When using a plasticizer, one must consider its polarity with the PVC matrix, solvation capacity, behavior at high and low temperatures, volatility, yellowing index, among other factors. Normally, DOP is used as a benchmark to determine the substitution factor when seeking to achieve a desired hardness in PVC using another plasticizer, with DOTP having an approximate factor of 1.03. This means that DOTP solvates less and a greater quantity must be added during the mixing process. Additionally, this translates into a longer process time to obtain a dry mix, allowing the resin time to properly absorb this and other additives.
The DOTP s preferred for applications where good performance at low temperatures is required without the product becoming brittle or breaking, and it has a low level of volatiles. Its permanence is limited at high temperatures and it can migrate if there is not a correct balance in its formula. It is a material that does not have an odor and tends to be crystalline, sometimes presenting slight yellowing depending on the alcohol used by the manufacturer, which can have negative effects on the finished product.
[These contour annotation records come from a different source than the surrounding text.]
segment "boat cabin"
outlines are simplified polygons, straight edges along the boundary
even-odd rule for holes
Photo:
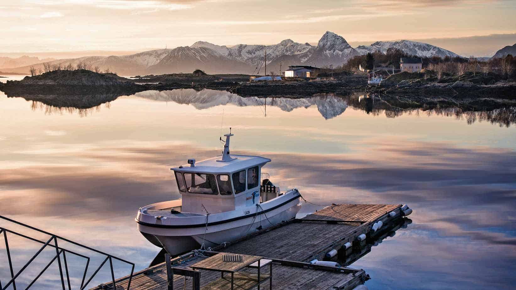
[[[230,212],[252,206],[280,195],[262,167],[270,159],[257,156],[230,154],[230,137],[221,156],[171,168],[182,196],[181,211],[205,214]]]

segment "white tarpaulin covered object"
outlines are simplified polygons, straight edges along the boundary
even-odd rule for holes
[[[281,76],[270,76],[268,75],[267,76],[261,76],[260,77],[257,77],[252,79],[252,80],[254,80],[255,82],[256,80],[272,80],[273,77],[274,78],[274,80],[281,80]]]

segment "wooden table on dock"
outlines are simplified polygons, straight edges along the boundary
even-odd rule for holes
[[[224,261],[224,255],[230,254],[229,253],[221,252],[197,263],[190,266],[194,270],[202,269],[209,271],[217,271],[221,272],[221,278],[213,281],[202,287],[204,290],[233,289],[234,285],[239,288],[250,289],[257,285],[260,290],[260,285],[262,282],[269,279],[270,288],[272,287],[272,263],[270,260],[267,260],[267,264],[270,264],[270,271],[269,275],[260,273],[262,266],[260,265],[263,257],[252,256],[250,255],[239,255],[241,260],[238,262]],[[256,264],[254,266],[253,264]],[[246,267],[256,268],[258,269],[257,275],[247,272],[239,272],[240,270]],[[224,277],[224,273],[231,273],[231,279],[228,280]],[[230,288],[231,285],[231,288]]]

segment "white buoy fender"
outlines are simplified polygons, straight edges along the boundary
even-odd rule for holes
[[[365,240],[365,234],[362,234],[357,237],[357,239],[360,241]]]
[[[407,208],[407,210],[403,211],[403,215],[405,216],[406,217],[411,213],[412,213],[412,208]]]
[[[371,228],[371,230],[373,232],[376,232],[377,230],[378,229],[378,224],[376,222],[373,224],[373,227]]]
[[[331,251],[330,251],[328,253],[326,253],[327,258],[332,258],[336,255],[337,255],[337,250],[335,250],[335,249],[333,249]]]
[[[315,262],[316,265],[322,265],[322,266],[329,266],[330,267],[340,267],[341,265],[338,263],[331,262],[330,261],[318,261]]]

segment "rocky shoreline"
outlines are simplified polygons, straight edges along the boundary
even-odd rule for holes
[[[403,72],[384,79],[381,86],[367,85],[365,75],[352,75],[334,78],[302,79],[239,83],[217,80],[188,84],[174,82],[137,84],[114,74],[102,74],[86,70],[54,71],[41,75],[26,77],[22,80],[0,82],[0,90],[8,96],[34,93],[55,95],[117,93],[131,94],[145,90],[212,89],[227,90],[241,96],[289,96],[294,98],[317,93],[360,91],[388,95],[443,97],[498,98],[516,99],[516,80],[502,79],[499,76],[484,73],[466,73],[460,76],[441,76],[425,71]]]

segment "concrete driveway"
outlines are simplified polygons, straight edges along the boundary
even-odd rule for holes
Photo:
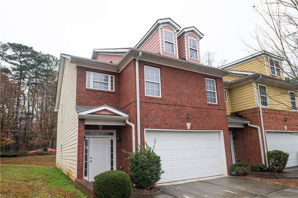
[[[144,194],[133,192],[138,198],[298,197],[298,188],[240,177],[220,176],[211,179],[162,184],[159,192]]]

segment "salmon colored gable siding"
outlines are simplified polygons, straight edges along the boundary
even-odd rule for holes
[[[117,63],[123,56],[121,55],[112,55],[110,54],[98,54],[96,60],[97,60],[109,62],[112,61],[113,63]]]
[[[193,38],[194,39],[197,40],[197,46],[198,47],[198,60],[195,60],[195,59],[192,59],[190,58],[189,57],[189,49],[188,48],[188,37],[191,38]],[[187,51],[187,60],[191,62],[193,62],[193,63],[201,63],[201,58],[200,57],[200,51],[199,49],[199,41],[198,40],[198,39],[195,36],[192,34],[189,34],[187,35],[187,36],[186,37],[186,51]]]
[[[174,54],[168,53],[164,52],[164,30],[170,31],[174,32]],[[177,43],[176,42],[176,33],[174,32],[174,30],[171,28],[170,26],[166,26],[162,27],[162,28],[161,30],[160,31],[161,37],[162,40],[162,54],[163,55],[165,55],[170,56],[173,58],[177,58]]]
[[[159,48],[159,29],[154,32],[140,49],[153,53],[160,54]]]
[[[178,52],[179,58],[186,60],[185,54],[185,37],[183,37],[178,40]]]

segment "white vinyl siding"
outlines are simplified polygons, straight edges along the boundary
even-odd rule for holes
[[[279,61],[269,58],[269,65],[270,66],[270,72],[272,75],[280,77],[281,76],[280,67]]]
[[[74,108],[76,75],[76,64],[66,59],[58,112],[57,153],[60,155],[56,156],[56,167],[73,180],[77,177],[77,151],[78,118]]]
[[[189,57],[193,59],[198,60],[198,45],[196,40],[188,37],[188,48],[189,50]]]
[[[164,30],[164,46],[165,52],[175,53],[174,32]]]
[[[293,110],[297,109],[297,104],[296,102],[296,97],[295,93],[293,91],[289,91],[289,95],[290,96],[290,101],[291,103],[291,107]]]
[[[205,78],[206,85],[206,94],[207,102],[208,103],[217,104],[216,96],[216,86],[215,80],[210,78]]]
[[[159,68],[145,66],[145,95],[161,97],[160,70]]]
[[[259,93],[260,94],[261,105],[263,107],[269,107],[269,104],[268,102],[268,96],[266,87],[265,85],[258,85]]]
[[[86,87],[108,91],[114,91],[114,77],[113,75],[87,71]]]

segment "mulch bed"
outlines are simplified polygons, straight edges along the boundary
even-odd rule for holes
[[[133,186],[132,191],[134,192],[136,192],[141,193],[144,193],[145,194],[149,194],[152,193],[157,192],[160,190],[160,188],[156,186],[154,186],[152,189],[148,190],[148,189],[142,189],[136,186]]]

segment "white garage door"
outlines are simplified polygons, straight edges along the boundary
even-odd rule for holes
[[[287,167],[298,165],[298,135],[291,133],[266,132],[268,150],[279,150],[290,155]]]
[[[223,174],[219,135],[218,131],[146,131],[149,146],[156,138],[154,151],[165,172],[159,183]]]

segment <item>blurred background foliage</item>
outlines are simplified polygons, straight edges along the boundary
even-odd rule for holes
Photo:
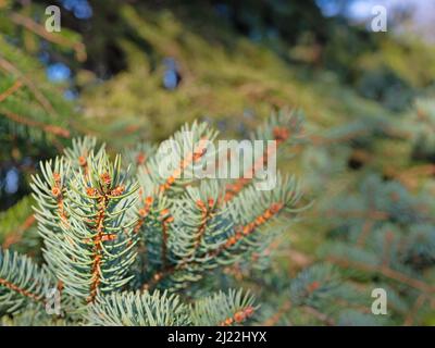
[[[370,237],[388,228],[409,244],[419,233],[427,238],[428,251],[410,249],[418,250],[414,263],[395,259],[390,268],[434,284],[435,46],[433,26],[425,26],[434,18],[424,17],[434,4],[384,1],[388,32],[373,33],[366,11],[372,2],[0,0],[0,91],[16,77],[26,87],[0,103],[1,208],[26,196],[37,162],[74,135],[96,135],[117,151],[160,141],[199,119],[223,138],[243,138],[271,112],[300,109],[309,141],[290,149],[298,156],[283,167],[299,174],[315,203],[271,246],[274,271],[256,283],[259,294],[276,295],[263,323],[311,323],[289,309],[289,279],[318,261],[337,264],[331,254],[384,264],[375,260],[381,244]],[[49,4],[62,9],[61,33],[44,30]],[[423,16],[421,7],[427,7]],[[14,114],[34,121],[23,126]],[[0,236],[8,246],[29,248],[37,243],[32,200],[17,204],[15,215],[12,209],[3,213]],[[387,211],[385,219],[378,210]],[[411,217],[397,217],[403,214]],[[27,229],[30,237],[22,240]],[[364,257],[349,251],[356,246]],[[225,270],[226,276],[258,276],[240,268]],[[341,283],[357,284],[365,295],[384,276],[390,279],[385,269],[364,269],[369,275],[352,270],[340,273]],[[330,270],[308,272],[322,277]],[[300,300],[298,289],[291,291]],[[393,323],[433,323],[433,286],[399,285],[395,291],[400,301]],[[405,314],[412,309],[419,314]],[[312,311],[306,315],[331,323]],[[349,312],[334,323],[370,322],[358,315]]]

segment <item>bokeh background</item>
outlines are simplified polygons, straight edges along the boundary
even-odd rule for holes
[[[62,12],[55,35],[44,30],[50,4]],[[371,30],[374,5],[387,9],[386,33]],[[73,136],[121,151],[201,120],[246,138],[271,113],[299,110],[307,141],[281,166],[314,204],[271,246],[270,274],[290,282],[331,263],[340,284],[394,294],[385,320],[361,310],[364,296],[333,300],[334,323],[434,323],[435,1],[0,0],[0,91],[18,71],[44,97],[0,102],[3,245],[38,243],[23,240],[34,226],[29,177]],[[349,254],[356,263],[339,259]],[[291,316],[285,281],[258,283],[276,294],[263,323],[311,323]]]

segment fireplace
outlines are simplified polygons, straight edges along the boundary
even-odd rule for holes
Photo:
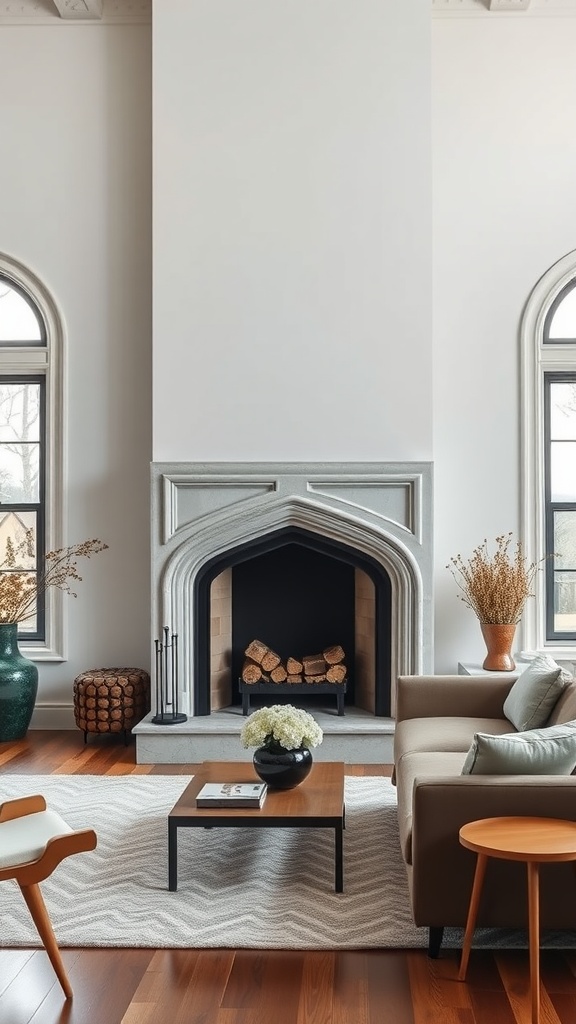
[[[238,703],[258,633],[347,647],[346,700],[375,716],[431,671],[429,463],[156,463],[152,489],[153,631],[178,635],[188,715]]]

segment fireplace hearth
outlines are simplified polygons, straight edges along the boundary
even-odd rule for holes
[[[255,635],[283,654],[342,643],[346,705],[376,718],[394,717],[398,675],[431,671],[429,463],[156,463],[152,506],[152,630],[178,635],[192,719],[240,706],[239,659]],[[317,562],[330,600],[315,592]],[[262,571],[268,592],[250,598],[246,581]],[[275,621],[288,635],[270,636]]]

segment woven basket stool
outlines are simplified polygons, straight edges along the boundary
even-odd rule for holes
[[[74,718],[88,733],[128,732],[150,711],[150,676],[143,669],[88,669],[74,680]]]

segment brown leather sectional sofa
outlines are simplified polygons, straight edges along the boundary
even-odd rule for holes
[[[398,681],[395,775],[402,853],[412,912],[438,955],[445,926],[464,927],[476,856],[458,841],[466,821],[499,815],[576,820],[576,775],[462,775],[475,732],[515,732],[502,705],[518,678],[402,676]],[[576,682],[546,725],[576,720]],[[479,927],[527,927],[526,865],[490,859]],[[543,864],[542,929],[576,929],[574,865]]]

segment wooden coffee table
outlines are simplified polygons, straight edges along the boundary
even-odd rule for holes
[[[576,861],[576,821],[564,818],[505,817],[470,821],[460,843],[478,854],[458,980],[464,981],[488,857],[523,860],[528,867],[528,932],[532,1024],[540,1021],[540,909],[538,865]]]
[[[197,807],[205,782],[258,781],[251,763],[205,761],[168,815],[168,889],[178,880],[178,828],[333,828],[334,889],[343,892],[344,765],[315,762],[295,790],[269,790],[263,807]]]

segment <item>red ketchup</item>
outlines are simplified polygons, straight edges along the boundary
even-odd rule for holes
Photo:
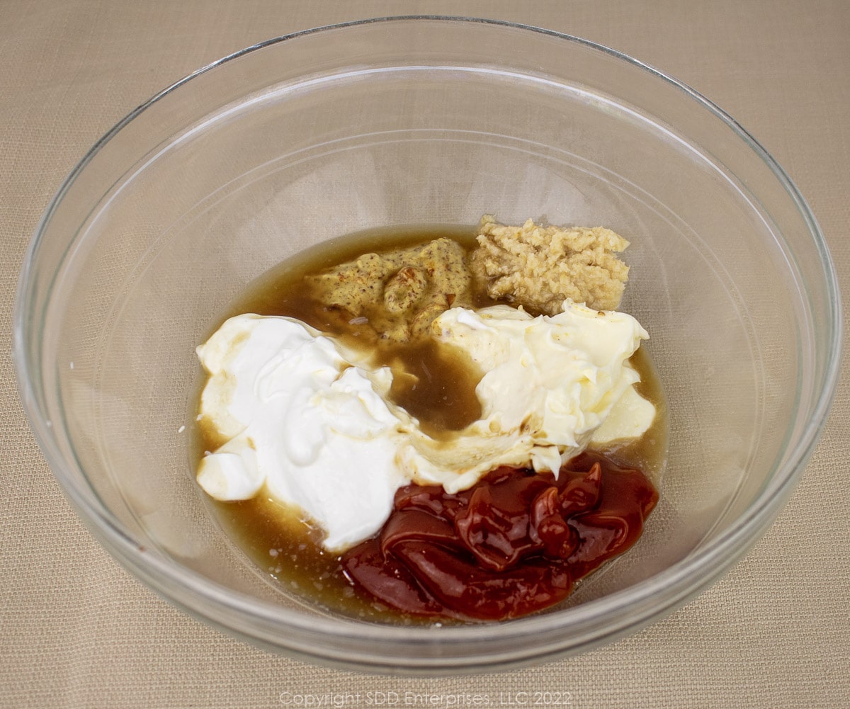
[[[640,471],[585,452],[551,473],[499,468],[454,495],[407,485],[381,532],[343,556],[354,586],[415,615],[498,621],[565,598],[626,551],[658,502]]]

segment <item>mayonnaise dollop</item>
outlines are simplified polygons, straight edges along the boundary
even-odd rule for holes
[[[224,501],[264,489],[339,551],[377,532],[409,482],[455,492],[500,465],[557,474],[590,443],[640,436],[654,417],[627,361],[647,334],[626,314],[571,301],[536,318],[455,308],[433,330],[484,372],[481,418],[439,441],[388,400],[388,368],[292,318],[230,318],[197,349],[210,375],[201,418],[222,440],[198,483]]]

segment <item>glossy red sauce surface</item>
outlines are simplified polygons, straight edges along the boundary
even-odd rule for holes
[[[565,598],[626,551],[658,502],[639,470],[586,452],[552,474],[499,468],[469,490],[408,485],[375,537],[343,556],[362,593],[422,616],[496,621]]]

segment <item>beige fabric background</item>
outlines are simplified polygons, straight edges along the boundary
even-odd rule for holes
[[[550,27],[689,83],[789,172],[850,292],[845,0],[0,0],[0,706],[271,707],[284,706],[283,692],[345,691],[479,692],[498,702],[546,690],[569,691],[575,707],[850,706],[847,366],[796,493],[731,573],[615,644],[508,673],[391,678],[255,649],[142,587],[69,508],[30,433],[9,356],[20,262],[63,178],[128,111],[219,56],[312,26],[410,13]]]

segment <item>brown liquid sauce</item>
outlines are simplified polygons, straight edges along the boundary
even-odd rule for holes
[[[242,313],[298,318],[324,332],[341,337],[349,346],[360,345],[365,352],[373,352],[370,358],[373,363],[389,366],[395,371],[403,366],[416,377],[396,377],[390,391],[392,400],[416,417],[429,435],[450,436],[452,431],[465,428],[480,416],[474,390],[481,372],[468,361],[445,357],[431,343],[376,347],[374,333],[368,327],[352,325],[348,316],[309,298],[303,276],[350,261],[362,253],[414,246],[441,236],[471,249],[475,243],[474,235],[472,227],[403,227],[375,230],[329,241],[258,278],[222,320]],[[477,308],[494,303],[484,293],[473,295]],[[654,404],[658,414],[652,427],[638,440],[600,452],[615,463],[639,468],[657,485],[667,442],[664,400],[658,377],[643,349],[635,353],[631,362],[641,376],[640,383],[636,385],[638,393]],[[212,432],[200,430],[198,438],[198,459],[203,451],[214,450],[220,445]],[[264,575],[280,584],[289,595],[311,605],[323,606],[331,613],[357,619],[394,624],[423,621],[422,617],[400,612],[355,591],[346,577],[341,556],[320,546],[320,530],[262,492],[243,502],[211,502],[222,526],[237,546]]]

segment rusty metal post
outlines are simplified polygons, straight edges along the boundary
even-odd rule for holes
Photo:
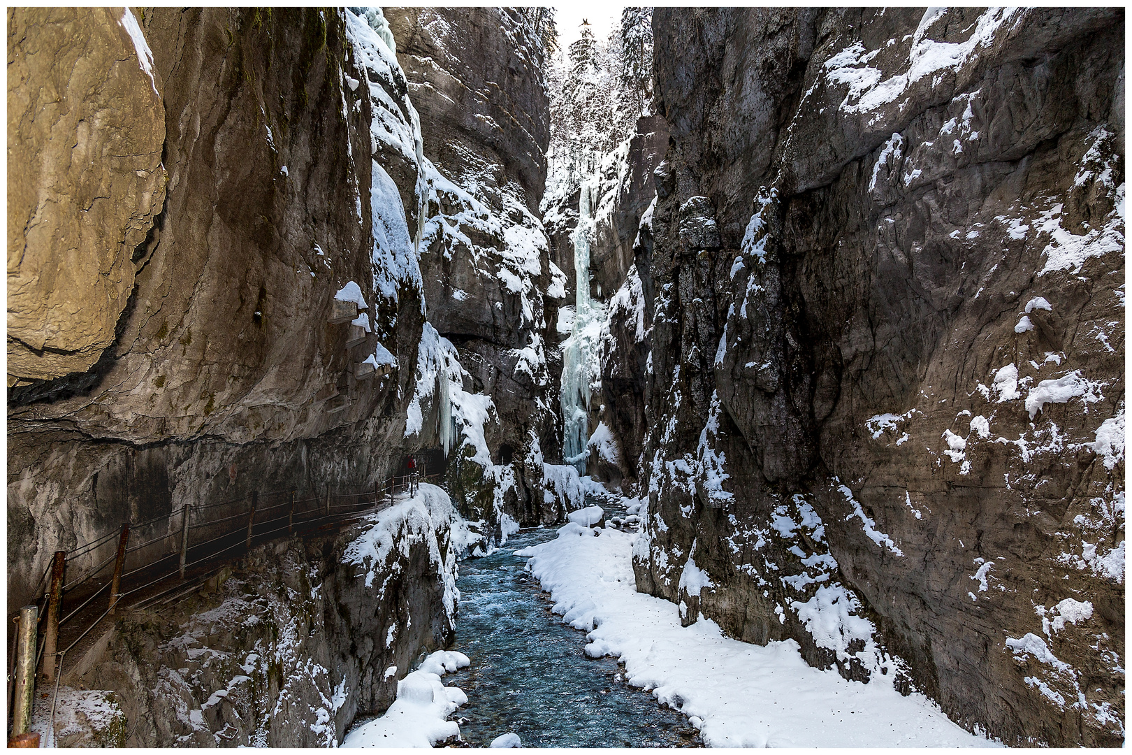
[[[32,724],[32,703],[35,695],[35,625],[40,620],[38,606],[19,609],[19,632],[16,647],[16,701],[11,719],[11,736],[27,733]]]
[[[181,507],[181,578],[185,578],[185,567],[189,560],[189,505]]]
[[[294,488],[291,488],[291,508],[286,514],[286,533],[294,534]]]
[[[256,505],[259,504],[259,491],[251,491],[251,513],[248,514],[248,550],[251,550],[251,526],[256,523]]]
[[[119,589],[122,586],[122,567],[126,566],[126,543],[130,539],[130,523],[122,525],[122,534],[118,539],[118,557],[114,559],[114,576],[110,581],[110,615],[114,615],[118,604]]]
[[[48,589],[48,625],[43,629],[43,677],[55,678],[55,650],[59,642],[59,611],[63,602],[63,569],[67,551],[57,550],[51,561],[51,586]]]

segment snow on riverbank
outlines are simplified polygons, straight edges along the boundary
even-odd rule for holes
[[[460,687],[445,687],[440,676],[469,664],[468,657],[438,650],[397,683],[397,698],[379,719],[345,736],[343,747],[431,747],[460,733],[448,715],[468,702]],[[396,668],[393,669],[396,672]]]
[[[555,612],[589,632],[588,655],[619,658],[626,680],[691,717],[707,746],[995,746],[887,677],[865,685],[807,666],[792,640],[752,645],[704,618],[681,627],[677,606],[636,592],[636,537],[572,522],[515,556],[530,557]]]

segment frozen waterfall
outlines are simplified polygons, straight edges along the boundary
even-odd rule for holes
[[[593,231],[593,199],[598,181],[582,183],[577,207],[577,228],[574,229],[574,272],[576,273],[576,312],[574,328],[563,345],[561,409],[563,457],[585,474],[590,439],[590,397],[600,389],[601,371],[598,345],[604,307],[590,298],[590,235]]]

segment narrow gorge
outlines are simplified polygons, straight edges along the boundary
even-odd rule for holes
[[[1123,9],[607,15],[8,9],[9,736],[1123,745]]]

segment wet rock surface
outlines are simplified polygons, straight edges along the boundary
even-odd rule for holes
[[[503,513],[538,524],[564,512],[552,489],[547,498],[542,464],[559,456],[561,441],[547,344],[566,290],[535,214],[549,104],[544,51],[524,12],[386,12],[421,113],[424,153],[445,177],[423,208],[428,318],[456,348],[468,371],[463,388],[490,396],[495,407],[483,426],[491,464],[461,453],[447,479],[464,514],[496,531]]]
[[[438,547],[447,558],[447,526],[406,522],[367,578],[344,561],[368,526],[257,548],[187,599],[127,611],[63,669],[66,685],[91,690],[65,700],[102,694],[125,727],[92,718],[89,741],[78,726],[68,739],[57,717],[60,745],[117,732],[127,747],[327,747],[357,715],[384,712],[418,657],[452,638],[444,575],[454,580],[455,554],[434,563]]]
[[[165,195],[165,119],[129,11],[8,10],[8,387],[114,341]]]
[[[1122,19],[657,10],[638,589],[1122,741]]]

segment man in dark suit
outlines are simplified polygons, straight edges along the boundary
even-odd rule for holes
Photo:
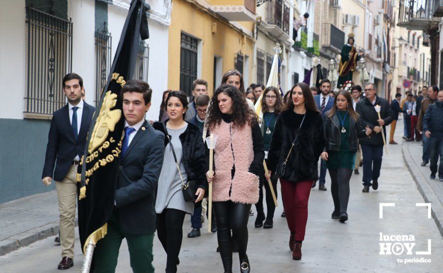
[[[42,181],[47,186],[53,178],[55,181],[62,257],[58,268],[68,269],[74,265],[77,167],[85,151],[88,130],[96,108],[82,99],[84,90],[80,76],[70,73],[63,82],[68,104],[53,114]]]
[[[330,95],[331,93],[331,81],[328,79],[322,80],[320,82],[320,89],[322,93],[317,96],[315,96],[314,99],[317,105],[317,108],[322,111],[322,115],[324,117],[325,113],[332,108],[334,103],[334,98]],[[326,187],[325,183],[326,178],[326,163],[321,159],[320,163],[320,175],[319,178],[319,190],[326,191]],[[313,188],[316,186],[315,182],[312,185]]]
[[[356,112],[360,115],[359,121],[363,127],[372,130],[369,137],[360,138],[363,153],[363,193],[368,193],[369,187],[378,188],[378,178],[381,168],[384,145],[383,136],[386,136],[386,127],[394,120],[394,114],[388,101],[377,95],[377,89],[373,83],[367,83],[364,86],[365,98],[357,103]],[[380,116],[375,106],[379,106]],[[383,131],[383,134],[380,134]],[[372,183],[371,183],[371,181]]]
[[[391,131],[389,137],[389,144],[398,144],[394,141],[394,134],[395,133],[395,127],[397,125],[397,121],[398,120],[398,113],[406,113],[406,111],[402,109],[400,107],[400,99],[402,97],[402,94],[397,93],[395,94],[395,98],[391,102],[391,110],[394,115],[394,120],[391,124]]]
[[[95,273],[114,272],[121,240],[125,238],[131,267],[154,272],[155,193],[164,153],[164,135],[144,119],[152,90],[144,81],[129,80],[121,88],[125,118],[115,205],[108,233],[95,253]]]

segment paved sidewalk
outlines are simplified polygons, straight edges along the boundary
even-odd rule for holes
[[[421,166],[423,161],[421,143],[421,141],[406,142],[403,140],[403,159],[423,199],[427,203],[431,203],[432,217],[443,236],[443,182],[430,178],[429,164],[424,167]]]
[[[58,234],[57,192],[0,205],[0,256]]]

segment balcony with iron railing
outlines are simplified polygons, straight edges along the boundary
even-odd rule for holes
[[[313,33],[312,47],[308,47],[308,52],[317,56],[320,56],[320,41],[318,34]]]
[[[391,22],[393,22],[394,8],[392,6],[392,0],[383,0],[382,1],[382,8],[384,10],[384,15],[385,18]]]
[[[323,48],[337,54],[340,53],[344,45],[344,32],[329,23],[324,23],[322,27]]]
[[[289,39],[290,7],[283,0],[268,2],[265,30],[283,40]]]
[[[413,30],[438,28],[436,14],[443,16],[443,0],[400,0],[397,25]]]
[[[308,28],[302,27],[298,31],[300,35],[300,41],[296,41],[294,44],[294,49],[301,49],[308,52]]]
[[[255,21],[256,0],[209,0],[211,9],[229,21]]]

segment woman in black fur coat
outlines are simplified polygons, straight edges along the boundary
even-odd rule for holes
[[[317,163],[326,140],[322,115],[317,110],[309,86],[303,82],[296,84],[288,98],[287,110],[280,114],[275,124],[268,167],[274,172],[288,158],[286,171],[280,181],[291,232],[289,248],[293,251],[293,259],[300,260],[309,194],[313,183],[319,178]]]

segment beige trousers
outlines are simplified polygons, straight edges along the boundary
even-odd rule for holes
[[[355,166],[354,167],[354,170],[358,170],[360,167],[360,162],[362,160],[361,158],[361,146],[358,145],[358,151],[355,155]]]
[[[76,174],[77,165],[69,168],[65,179],[55,182],[58,198],[58,209],[60,213],[60,245],[62,257],[74,258],[74,228],[76,205],[77,205],[77,185]]]

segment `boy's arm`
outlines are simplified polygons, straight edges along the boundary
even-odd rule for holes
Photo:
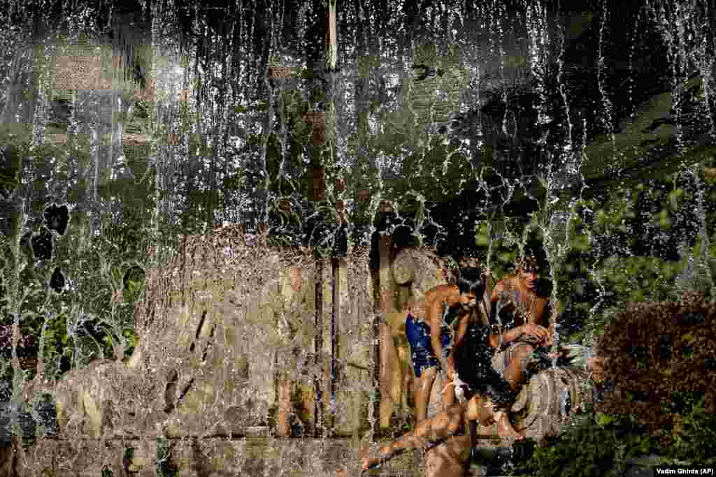
[[[442,303],[438,300],[438,297],[432,295],[425,305],[426,320],[430,325],[430,344],[432,345],[432,351],[437,360],[440,361],[442,371],[446,373],[448,371],[448,361],[442,355],[442,343],[440,342]]]

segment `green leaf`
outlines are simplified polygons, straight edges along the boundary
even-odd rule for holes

In cases where a very flexible material is required, preheating is recommended to improve its absorption by the PVC resin, preferably being of high molecular weight and with a high degree of porosity. In the case of Plastisol, it tends to have a different impact on the viscosity of the mixture, so one cannot expect the same behavior when substituting DOP for DOTPRegardless of the application, the producer must always keep in mind that the fusion and gelation of PVC changes when the plasticizer is changed. This demands slight adjustments in process conditions in terms of speed, residence time, and temperatures used.
When aiming for international markets, it is highly recommended to remove DOP, where organizations like the FDA and REACH have banned its use and have looked favorably upon other alternatives depending on the final application, such as DOTP and DIDP.
It is important to mention that DOTP reduces the softening temperature of PVC, so it is not recommended as a lubricant in rigid applications. Essentially, what it does is create bridges between PVC molecules and facilitate mobility in their chains, thus providing different and additional properties such as an increase in the elongation of the finished base PVC product.
It is also interesting that DOTP akes about 48 hours to be completely absorbed by the suspension PVC particle, so it is recommended to allow rest and cooling time to be able to measure the real hardness based on the chosen dosage. This is a common and advisable practice in process control and quality processes.
Another important feature is that, although its volatility is minimal, there is some loss of material in contact with high temperatures. Also, being careful in its addition is very important because not respecting the order of addition during mixing can cause other additives, such as mineral fillers, to absorb and reduce the efficiency of the added DOTP often requiring the addition of more than normal to achieve the desired hardness.
Although DOTP usually has good compatibility with PVC compared to other plasticizers, it has a low resistance to chemical attack with certain substances such as palm oil, gasoline, and transmission oils as they tend to extract it, causing hardness loss in the short term in finished products. The use of other plasticizers that meet market requirements is recommended.